Zahlreiche Bilddokumente, Kartenausschnitte, Dokumentenfotos sowie eine Stammbaumtafel bereichern den Text der Memorialerzählung illustrativ. Ein exaktes Abbildungsverzeichnis, ein deutsch-polnisches Ortsregister und ein solides Personenregister beschließen den Band. Sie zeigen die Sorgfalt des Herausgebers, der in detektivischer Kleinarbeit auch fast alle im Originaltext weggelassenen Vornamen nachrecherchiert hat. Leider ist der Name seines Übersetzungshelfers in der Einleitung auf S. 56 ausgefallen („Dr. 9"). Bedauerlich sind auch mehrere – offenbar computerbedingte – Dittographien von Wörtern, Wortgruppen, halben oder ganzen Zeilen (vgl. u.a. S. 236 oben), die den Lesefluss stören. Ob man in Johannes Staemmler einen „der bedeutendsten" Männer der Posener Kulturelite sehen muss, wie Olgierd Kiec herausstellt, erscheint mir fraglich.
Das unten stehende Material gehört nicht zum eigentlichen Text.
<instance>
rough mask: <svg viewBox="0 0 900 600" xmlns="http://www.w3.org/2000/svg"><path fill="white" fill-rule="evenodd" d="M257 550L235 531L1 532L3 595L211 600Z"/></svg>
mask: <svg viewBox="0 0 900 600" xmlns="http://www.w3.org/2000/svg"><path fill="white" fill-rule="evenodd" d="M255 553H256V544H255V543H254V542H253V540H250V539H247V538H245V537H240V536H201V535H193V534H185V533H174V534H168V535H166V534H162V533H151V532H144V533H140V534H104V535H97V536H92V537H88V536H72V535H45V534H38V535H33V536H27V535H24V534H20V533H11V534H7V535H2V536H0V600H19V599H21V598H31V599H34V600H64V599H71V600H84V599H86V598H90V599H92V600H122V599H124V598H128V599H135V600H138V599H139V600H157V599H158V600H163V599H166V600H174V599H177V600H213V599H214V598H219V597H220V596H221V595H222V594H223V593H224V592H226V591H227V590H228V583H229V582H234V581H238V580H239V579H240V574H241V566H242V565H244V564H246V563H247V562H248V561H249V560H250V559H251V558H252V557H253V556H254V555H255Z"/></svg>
Auf jeden Fall aber bietet das Erinnerungsbuch Staemmlers vielseitige Einblicke in die Zeitwahrnehmung eines aktiven Protagonisten der evangelischen Kirche vor und nach dem Ersten Weltkrieg. Für die Posener Kirchen-, Kultur- und Gesellschaftsgeschichte erweist sich das Manuskript als eine historische Fundgrube hohen Ranges. Umso lobenswerter ist es daher, dass die Lebenserinnerungen nahezu zeitgleich auch in polnischer Sprache erschienen sind, übersetzt und herausgegeben von Olgierd Kiec.